West African Ministers overseeing the negotiation of the Economic Partnership Agreement (EPA) between the region and the European Union (EU) will meet in an extraordinary session in Ouagadougou yesterday to review the status of the negotiation of the agreement and chart a way forward for the region.
The EPA envisages the creation of a free trade area of the two regions.
The meeting of the Ministerial Monitoring Committee (MMC) will also review the implementation of its directives at their 5th October 2007 meeting held in Abidjan.
The ministers had asked the ECOWAS Commission to liaise with the EU so that it would submit a request to the General Council of the World Trade Organization (WTO) for an extension of the subsisting waiver so that West African countries can continue to enjoy the preferential trade regime granted under the 2000 Cotonou Agreement.
The current waiver will end by 31st December 2007 when the negotiation was originally scheduled to have been completed under the Cotonou Agreement.
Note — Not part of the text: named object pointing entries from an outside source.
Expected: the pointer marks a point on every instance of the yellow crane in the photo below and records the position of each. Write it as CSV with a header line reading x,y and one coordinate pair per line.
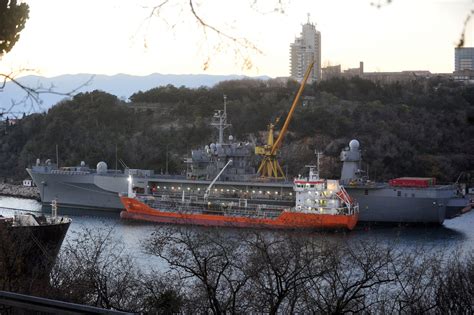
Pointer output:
x,y
269,167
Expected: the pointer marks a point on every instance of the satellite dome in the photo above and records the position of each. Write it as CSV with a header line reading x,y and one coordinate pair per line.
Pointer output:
x,y
354,144
101,167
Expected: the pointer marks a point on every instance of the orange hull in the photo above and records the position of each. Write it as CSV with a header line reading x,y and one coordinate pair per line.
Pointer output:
x,y
137,210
The extension will therefore ensure that an additional time frame is granted beyond this deadline so that the ensuing agreement is mutually beneficial.
During the Abidjan meeting, the MMC had noted that the 31st December 2007 deadline was not feasible to conclude an EPA negotiation that takes due account of outstanding issues of concern to West Africa.
Specifically, they said this in view of the scope of the outstanding activities to be implemented, particularly joint definition of EPA support programmes and their financing by the European Commission, preparation of market access schedules for both parties and formulation of the text of the agreement.
The delay in the implementation of these activities, they added, does not objectively make it possible to conclude by 31st December 2007, an agreement that is comprehensive, balanced and mutually advantageous to both parties.
The Ouagadougou meeting will therefore consider and adopt a more realistic road map for the region towards the completion of the negotiation.